Let $X$ be a (separated, and with whatever other tameness conditions are appropriate) scheme over the integers $\mathbb{Z}$. (If you don't like schemes much, imagine that $X$ is described by algebraic equations over the integers, so that it is possible to make the algebraic variety $X(k)$ for any field $k$.) I am interested in the case in which $X(k)$ is "the same" for all fields $k$ so that it is possible to discuss its properties over the "field with one element $\mathbb{F}_1$". (Actually I think that $\mathbb{F}_1$ is a scam to some extent, but I wanted to make the question catchy.) What I mean is examples such as when $X$ is a Grassmannian. In this case the Poincaré-Hilbert polynomial of the topological cohomology $H^*(X(\mathbb{C}),\mathbb{Q})$ is the same up to the change of variables $q^2 \mapsto q$ as that of the cohomology $H^*(X(\mathbb{R}),\mathbb{Z}/2)$, and that's the same as the polynomial expression of the number of $\mathbb{F}_q$-rational points of $X(\mathbb{F}_q)$, and probably a lot of other things are the same. They're all the same because the Schubert cell decomposition is perfect in the sense that it has a vanishing differential over either $\mathbb{C}$ or $\mathbb{R}$, and it has equally nice properties over any other field.

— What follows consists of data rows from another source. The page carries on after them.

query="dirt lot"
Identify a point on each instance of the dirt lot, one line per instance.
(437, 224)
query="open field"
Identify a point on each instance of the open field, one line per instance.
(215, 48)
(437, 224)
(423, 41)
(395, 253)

Is there a name for a scheme with this type of good behavior? The question is not entirely rigorous, except in the primitive form of reducing only to the fields listed above. Even so, most schemes clearly don't share these stability properties possessed by Grassmannians. For instance, the picture fails badly for an elliptic curve.
I got two good answers to the question (and a third one that was not bad). In the interest of wrapping things up, I would like to accept one of them. The answers are basically tied in mathematical value, but I particularly like Jordan Ellenberg's prose. The picture from both answers taken together is that people have worked both on upper bounds --- all schemes that could possibly qualify for the question --- and lower bounds --- schemes that by design must be allowed as examples. The former are called "polynomial count" varieties; the latter are sometimes offered as varieties defined over $\mathbb{F}_1$. Pure Tate cohomology is another type of upper bound. It seems that the discrepancies between the upper and lower bounds are not well understood.